業務提携では、任天堂のIPを用いたスマートデバイス向けのゲームを共同で開発・運営。グローバルに展開します。また、クラブニンテンドーに代わる、複数デバイスに対応した新しい会員制サービスを2015年秋に向けて共同開発を行います。

併せて資本提携を行い、両社がそれぞれ保有する自社株式を220億円ずつ取得。これにより、任天堂はディー・エヌ・エーの第2位株主として10.0%を行い保有することになります。また、ディー・エヌ・エーは任天堂の第10位株主として、1.24%を保有します。



■強みを補完するパートナー

会見に出席した岩田氏は2010年6月に最初に守安氏と会い、「情熱を持って何度も任天堂との提携を打診していただいた」と振り返り、任天堂としてもスマートデバイスにおいて任天堂IPを展開するために、お互いの強みを補完できるベストなパートナーとして認識するに至ったと振り返りました。
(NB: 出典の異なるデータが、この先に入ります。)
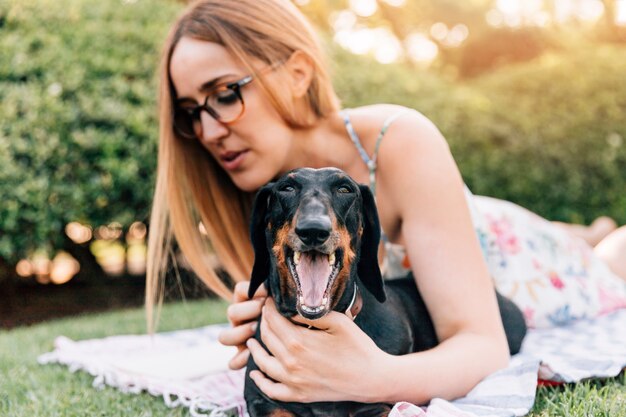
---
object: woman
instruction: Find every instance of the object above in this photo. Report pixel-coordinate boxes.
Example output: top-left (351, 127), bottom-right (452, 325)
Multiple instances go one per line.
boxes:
top-left (147, 0), bottom-right (624, 403)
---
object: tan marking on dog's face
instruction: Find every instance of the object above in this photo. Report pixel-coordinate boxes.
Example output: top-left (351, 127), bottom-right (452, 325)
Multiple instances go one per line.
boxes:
top-left (330, 222), bottom-right (356, 309)
top-left (269, 410), bottom-right (297, 417)
top-left (272, 223), bottom-right (297, 297)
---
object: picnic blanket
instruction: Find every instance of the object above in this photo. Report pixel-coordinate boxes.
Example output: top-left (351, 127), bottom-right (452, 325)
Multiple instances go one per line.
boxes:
top-left (39, 309), bottom-right (626, 417)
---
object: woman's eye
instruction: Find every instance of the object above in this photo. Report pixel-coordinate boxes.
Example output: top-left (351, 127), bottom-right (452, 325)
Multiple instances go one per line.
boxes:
top-left (212, 89), bottom-right (239, 106)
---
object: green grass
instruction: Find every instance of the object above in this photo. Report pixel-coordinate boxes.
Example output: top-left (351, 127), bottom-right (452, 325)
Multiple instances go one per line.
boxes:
top-left (0, 301), bottom-right (626, 417)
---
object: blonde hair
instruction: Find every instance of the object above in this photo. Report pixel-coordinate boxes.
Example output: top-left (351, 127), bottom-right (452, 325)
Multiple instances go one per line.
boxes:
top-left (146, 0), bottom-right (339, 332)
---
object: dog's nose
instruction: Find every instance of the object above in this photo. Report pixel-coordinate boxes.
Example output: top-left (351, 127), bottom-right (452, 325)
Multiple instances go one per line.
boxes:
top-left (296, 216), bottom-right (332, 246)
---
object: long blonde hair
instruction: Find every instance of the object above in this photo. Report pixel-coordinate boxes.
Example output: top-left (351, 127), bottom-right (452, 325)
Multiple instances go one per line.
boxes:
top-left (146, 0), bottom-right (339, 332)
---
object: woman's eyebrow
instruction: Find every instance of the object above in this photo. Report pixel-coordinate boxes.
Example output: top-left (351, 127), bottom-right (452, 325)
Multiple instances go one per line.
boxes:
top-left (198, 74), bottom-right (236, 93)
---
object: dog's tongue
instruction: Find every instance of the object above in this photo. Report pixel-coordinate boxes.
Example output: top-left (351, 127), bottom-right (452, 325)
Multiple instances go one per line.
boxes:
top-left (296, 252), bottom-right (331, 307)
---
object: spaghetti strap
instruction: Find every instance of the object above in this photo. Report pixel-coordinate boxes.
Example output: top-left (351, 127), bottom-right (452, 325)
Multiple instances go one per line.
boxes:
top-left (340, 109), bottom-right (411, 196)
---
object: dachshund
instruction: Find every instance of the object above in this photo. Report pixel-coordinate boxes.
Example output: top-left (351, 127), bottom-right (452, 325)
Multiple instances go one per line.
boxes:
top-left (244, 168), bottom-right (526, 417)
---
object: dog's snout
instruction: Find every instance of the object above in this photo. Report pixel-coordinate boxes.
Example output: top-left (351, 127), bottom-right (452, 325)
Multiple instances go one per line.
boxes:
top-left (296, 216), bottom-right (331, 246)
top-left (296, 198), bottom-right (332, 247)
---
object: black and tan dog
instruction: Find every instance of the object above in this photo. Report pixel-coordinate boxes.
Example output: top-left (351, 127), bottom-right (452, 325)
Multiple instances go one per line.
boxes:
top-left (244, 168), bottom-right (526, 417)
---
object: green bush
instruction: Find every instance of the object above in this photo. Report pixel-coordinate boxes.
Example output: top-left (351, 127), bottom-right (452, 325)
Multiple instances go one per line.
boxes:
top-left (0, 0), bottom-right (180, 262)
top-left (335, 45), bottom-right (626, 223)
top-left (0, 0), bottom-right (626, 266)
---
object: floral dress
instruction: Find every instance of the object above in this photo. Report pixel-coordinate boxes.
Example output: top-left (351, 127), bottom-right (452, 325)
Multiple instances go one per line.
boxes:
top-left (341, 110), bottom-right (626, 327)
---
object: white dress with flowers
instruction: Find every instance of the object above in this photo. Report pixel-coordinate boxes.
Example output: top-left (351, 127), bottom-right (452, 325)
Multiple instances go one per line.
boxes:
top-left (342, 110), bottom-right (626, 327)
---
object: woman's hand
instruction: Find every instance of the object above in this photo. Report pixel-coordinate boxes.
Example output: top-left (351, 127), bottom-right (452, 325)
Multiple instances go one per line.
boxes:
top-left (247, 298), bottom-right (391, 403)
top-left (219, 281), bottom-right (267, 369)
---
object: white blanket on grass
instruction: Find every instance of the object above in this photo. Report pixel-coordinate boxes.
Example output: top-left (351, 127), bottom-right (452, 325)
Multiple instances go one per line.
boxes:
top-left (39, 309), bottom-right (626, 417)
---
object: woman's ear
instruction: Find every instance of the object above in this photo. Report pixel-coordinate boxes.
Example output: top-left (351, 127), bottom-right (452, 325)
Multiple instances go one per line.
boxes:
top-left (285, 51), bottom-right (315, 98)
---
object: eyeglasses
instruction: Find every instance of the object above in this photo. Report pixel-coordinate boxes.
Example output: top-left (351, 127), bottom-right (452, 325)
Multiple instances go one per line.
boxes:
top-left (174, 75), bottom-right (254, 139)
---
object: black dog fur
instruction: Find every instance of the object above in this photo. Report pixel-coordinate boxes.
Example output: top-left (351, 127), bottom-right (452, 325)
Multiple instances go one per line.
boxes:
top-left (244, 168), bottom-right (526, 417)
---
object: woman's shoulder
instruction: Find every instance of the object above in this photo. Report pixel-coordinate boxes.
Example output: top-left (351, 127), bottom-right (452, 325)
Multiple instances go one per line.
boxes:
top-left (348, 104), bottom-right (447, 159)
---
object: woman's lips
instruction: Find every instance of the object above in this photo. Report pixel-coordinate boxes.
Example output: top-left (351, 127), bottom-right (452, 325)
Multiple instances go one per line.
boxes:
top-left (220, 150), bottom-right (248, 171)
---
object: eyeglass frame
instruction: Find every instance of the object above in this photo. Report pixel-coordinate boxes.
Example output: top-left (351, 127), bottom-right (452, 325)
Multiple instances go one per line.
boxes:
top-left (172, 75), bottom-right (254, 139)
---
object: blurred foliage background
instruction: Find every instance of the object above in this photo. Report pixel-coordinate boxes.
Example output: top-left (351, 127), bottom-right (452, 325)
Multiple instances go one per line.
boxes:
top-left (0, 0), bottom-right (626, 282)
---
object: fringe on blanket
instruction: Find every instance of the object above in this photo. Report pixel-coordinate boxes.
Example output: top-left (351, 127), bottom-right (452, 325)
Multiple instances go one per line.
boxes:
top-left (39, 309), bottom-right (626, 417)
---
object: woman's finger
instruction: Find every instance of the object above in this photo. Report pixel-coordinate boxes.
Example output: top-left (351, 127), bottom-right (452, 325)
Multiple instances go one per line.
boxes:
top-left (261, 309), bottom-right (296, 362)
top-left (261, 298), bottom-right (306, 342)
top-left (226, 298), bottom-right (265, 326)
top-left (246, 339), bottom-right (287, 382)
top-left (228, 348), bottom-right (250, 371)
top-left (218, 321), bottom-right (259, 346)
top-left (250, 371), bottom-right (303, 402)
top-left (233, 281), bottom-right (267, 303)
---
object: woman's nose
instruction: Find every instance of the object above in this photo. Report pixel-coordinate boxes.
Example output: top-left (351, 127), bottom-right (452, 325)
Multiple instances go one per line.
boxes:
top-left (198, 111), bottom-right (230, 144)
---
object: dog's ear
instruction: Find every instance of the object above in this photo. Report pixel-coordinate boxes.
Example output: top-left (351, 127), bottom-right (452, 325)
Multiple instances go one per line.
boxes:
top-left (248, 183), bottom-right (274, 298)
top-left (357, 185), bottom-right (387, 303)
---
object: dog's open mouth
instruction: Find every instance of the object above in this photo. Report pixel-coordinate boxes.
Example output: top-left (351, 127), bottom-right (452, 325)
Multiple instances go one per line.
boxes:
top-left (287, 249), bottom-right (342, 320)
提携の背景として、ゲーム専用機のビジネスの行き詰まりがあるのではないかという疑問に対しては、ニンテンドー3DSで半年間で6タイトルのミリオンセラーが飛び出した事を引き合いに「スマートデバイスの普及で専用機の普及は難しくなっているが、ビジネスモデルは有効に機能している」とコメント。一方で、任天堂の強みは長年積み重ねてきたソフトやキャラクターのIPにあると指摘し、IPの特性に合わせて最適な手段で任天堂IPに触れる人口を最大化し、ゲーム人口を増やしていくことが戦略的な目標になっていると説明しました。実際にスマートデバイス向けのゲーム以外にも、映像コンテンツ化やキャラクター商品化を進めているとしました。
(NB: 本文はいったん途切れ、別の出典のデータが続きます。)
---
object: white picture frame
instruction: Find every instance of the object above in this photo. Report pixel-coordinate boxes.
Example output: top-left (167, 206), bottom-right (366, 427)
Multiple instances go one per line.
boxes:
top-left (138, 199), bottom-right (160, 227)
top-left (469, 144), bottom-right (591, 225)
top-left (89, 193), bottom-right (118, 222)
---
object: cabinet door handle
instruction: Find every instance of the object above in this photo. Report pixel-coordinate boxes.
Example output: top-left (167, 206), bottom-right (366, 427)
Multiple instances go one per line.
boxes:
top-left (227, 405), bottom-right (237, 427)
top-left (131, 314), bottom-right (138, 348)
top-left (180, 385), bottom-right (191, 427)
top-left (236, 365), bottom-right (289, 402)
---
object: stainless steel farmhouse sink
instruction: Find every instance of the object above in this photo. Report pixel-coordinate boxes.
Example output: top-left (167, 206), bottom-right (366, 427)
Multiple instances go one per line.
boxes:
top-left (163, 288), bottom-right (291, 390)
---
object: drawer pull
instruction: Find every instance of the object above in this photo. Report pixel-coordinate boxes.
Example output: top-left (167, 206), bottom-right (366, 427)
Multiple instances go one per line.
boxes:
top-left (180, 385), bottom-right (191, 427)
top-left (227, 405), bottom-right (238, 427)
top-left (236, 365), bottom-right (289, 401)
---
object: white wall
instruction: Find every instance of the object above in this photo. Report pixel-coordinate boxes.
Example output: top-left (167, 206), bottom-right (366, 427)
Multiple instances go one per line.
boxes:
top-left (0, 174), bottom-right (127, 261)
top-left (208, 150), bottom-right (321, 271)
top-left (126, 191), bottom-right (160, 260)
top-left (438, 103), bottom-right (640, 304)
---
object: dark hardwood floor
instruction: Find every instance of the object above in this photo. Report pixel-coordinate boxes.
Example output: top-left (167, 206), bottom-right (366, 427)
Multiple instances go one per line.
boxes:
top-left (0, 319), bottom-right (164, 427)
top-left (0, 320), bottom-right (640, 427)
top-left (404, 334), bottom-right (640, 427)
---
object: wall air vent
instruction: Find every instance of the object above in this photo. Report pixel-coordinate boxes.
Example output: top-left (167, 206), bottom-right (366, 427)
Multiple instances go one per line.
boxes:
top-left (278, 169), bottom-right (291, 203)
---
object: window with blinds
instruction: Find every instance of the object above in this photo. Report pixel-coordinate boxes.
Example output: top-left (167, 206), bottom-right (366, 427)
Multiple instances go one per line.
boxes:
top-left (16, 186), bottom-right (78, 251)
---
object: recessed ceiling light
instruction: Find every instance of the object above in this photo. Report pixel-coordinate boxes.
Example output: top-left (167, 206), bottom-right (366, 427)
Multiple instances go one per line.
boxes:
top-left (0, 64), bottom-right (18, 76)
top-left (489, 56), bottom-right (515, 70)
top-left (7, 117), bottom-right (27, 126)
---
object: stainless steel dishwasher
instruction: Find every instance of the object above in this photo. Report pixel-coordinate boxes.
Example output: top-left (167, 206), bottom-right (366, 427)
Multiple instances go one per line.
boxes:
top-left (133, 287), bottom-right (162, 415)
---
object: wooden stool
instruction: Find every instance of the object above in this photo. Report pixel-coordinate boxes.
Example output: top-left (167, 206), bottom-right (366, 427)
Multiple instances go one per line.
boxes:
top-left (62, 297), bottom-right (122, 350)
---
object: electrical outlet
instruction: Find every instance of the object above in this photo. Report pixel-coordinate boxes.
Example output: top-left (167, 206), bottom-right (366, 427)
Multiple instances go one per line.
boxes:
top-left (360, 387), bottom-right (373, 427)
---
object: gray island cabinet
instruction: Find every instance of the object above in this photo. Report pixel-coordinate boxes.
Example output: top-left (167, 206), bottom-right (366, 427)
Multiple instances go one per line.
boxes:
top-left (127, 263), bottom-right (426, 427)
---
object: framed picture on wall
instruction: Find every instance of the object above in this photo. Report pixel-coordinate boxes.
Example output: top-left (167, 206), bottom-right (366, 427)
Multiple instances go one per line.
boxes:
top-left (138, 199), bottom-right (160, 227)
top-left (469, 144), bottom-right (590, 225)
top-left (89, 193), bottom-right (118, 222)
同時に、「スマートデバイスにおいて任天堂IPの価値の最大化するための任天堂なりの答えが出せた」とコメント。その一つとして"同じゲームを異なるデバイスで提供しない"という考え方を披露。同じゲームを異なる操作性のデバイスで提供しても、最高の体験を届ける事は難しくなります。多くの人に届ける、という事は叶いますが、最高ではない体験をより多くの人に届けるという悪循環が生まれかねません。また、価格帯も大きく異なります。「専用機とスマートデバイスのゲームは似て非なるもの、という結論を導くのに時間がかかってしまった」と岩田氏は振り返りました。
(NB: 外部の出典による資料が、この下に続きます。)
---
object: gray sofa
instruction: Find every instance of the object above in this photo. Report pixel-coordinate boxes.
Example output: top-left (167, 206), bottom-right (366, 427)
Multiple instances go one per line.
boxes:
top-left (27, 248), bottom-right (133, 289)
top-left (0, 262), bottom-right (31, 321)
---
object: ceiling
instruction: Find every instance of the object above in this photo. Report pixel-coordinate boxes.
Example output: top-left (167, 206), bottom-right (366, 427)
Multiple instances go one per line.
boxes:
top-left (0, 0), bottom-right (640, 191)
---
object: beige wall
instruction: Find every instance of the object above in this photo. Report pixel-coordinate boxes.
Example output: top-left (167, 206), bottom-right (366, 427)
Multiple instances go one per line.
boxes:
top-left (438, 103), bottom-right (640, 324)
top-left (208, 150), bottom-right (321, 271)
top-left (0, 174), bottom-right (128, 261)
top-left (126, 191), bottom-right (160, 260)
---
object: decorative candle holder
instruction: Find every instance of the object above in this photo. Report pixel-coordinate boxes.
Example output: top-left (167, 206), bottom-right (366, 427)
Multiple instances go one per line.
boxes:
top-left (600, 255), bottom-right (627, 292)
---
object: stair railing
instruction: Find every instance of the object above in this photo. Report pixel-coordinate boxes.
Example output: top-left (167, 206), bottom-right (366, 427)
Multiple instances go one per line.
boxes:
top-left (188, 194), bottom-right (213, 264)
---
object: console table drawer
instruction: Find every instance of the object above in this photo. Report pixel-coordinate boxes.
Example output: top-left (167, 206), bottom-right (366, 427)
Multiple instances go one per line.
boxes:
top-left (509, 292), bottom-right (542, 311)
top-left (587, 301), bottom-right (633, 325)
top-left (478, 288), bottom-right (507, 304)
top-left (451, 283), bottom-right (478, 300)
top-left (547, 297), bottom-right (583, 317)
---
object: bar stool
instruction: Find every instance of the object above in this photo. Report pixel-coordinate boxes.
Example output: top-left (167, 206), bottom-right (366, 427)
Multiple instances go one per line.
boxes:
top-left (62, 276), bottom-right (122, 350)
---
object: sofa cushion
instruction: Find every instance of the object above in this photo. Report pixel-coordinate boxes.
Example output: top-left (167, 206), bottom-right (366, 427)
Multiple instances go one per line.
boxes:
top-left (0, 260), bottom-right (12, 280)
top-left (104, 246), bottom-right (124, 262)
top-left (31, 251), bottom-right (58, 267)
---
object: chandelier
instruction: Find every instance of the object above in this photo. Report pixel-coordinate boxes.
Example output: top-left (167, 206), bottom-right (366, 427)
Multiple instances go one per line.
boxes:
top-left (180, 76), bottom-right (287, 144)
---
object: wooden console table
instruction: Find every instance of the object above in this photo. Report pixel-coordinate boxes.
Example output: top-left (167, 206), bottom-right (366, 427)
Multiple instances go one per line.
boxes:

その上で岩田氏は「任天堂はテレビのない125年前に創業し、テレビという新しいデバイスを活用することで成長してきた」と振り返り、今日、圧倒的多数のユーザーに利用されている新しいデバイスであるスマートデバイスを活用しない理由はないと述べました。

ディー・エヌ・エーというパートナーを必要とした理由については、「スマートデバイスのゲームは楽に儲かると認識されている事もあるが、甘い市場ではありません。やる以上は勝者の一員にならなければ意味がなく、絶対の勝算を持って臨みたいと考えた」とコメント。その上で、スマートデバイスのゲームはサービス運営という側面も強く、運営、データ分析、ゲーム改善などをスピード感もって行えるパートナーが重要になったとの考えを示しました。実際の役割分担では、任天堂がフロントエンドを開発し、ディー・エヌ・エーがサーバーサイドや運営面を行う事が想定されるとのこと。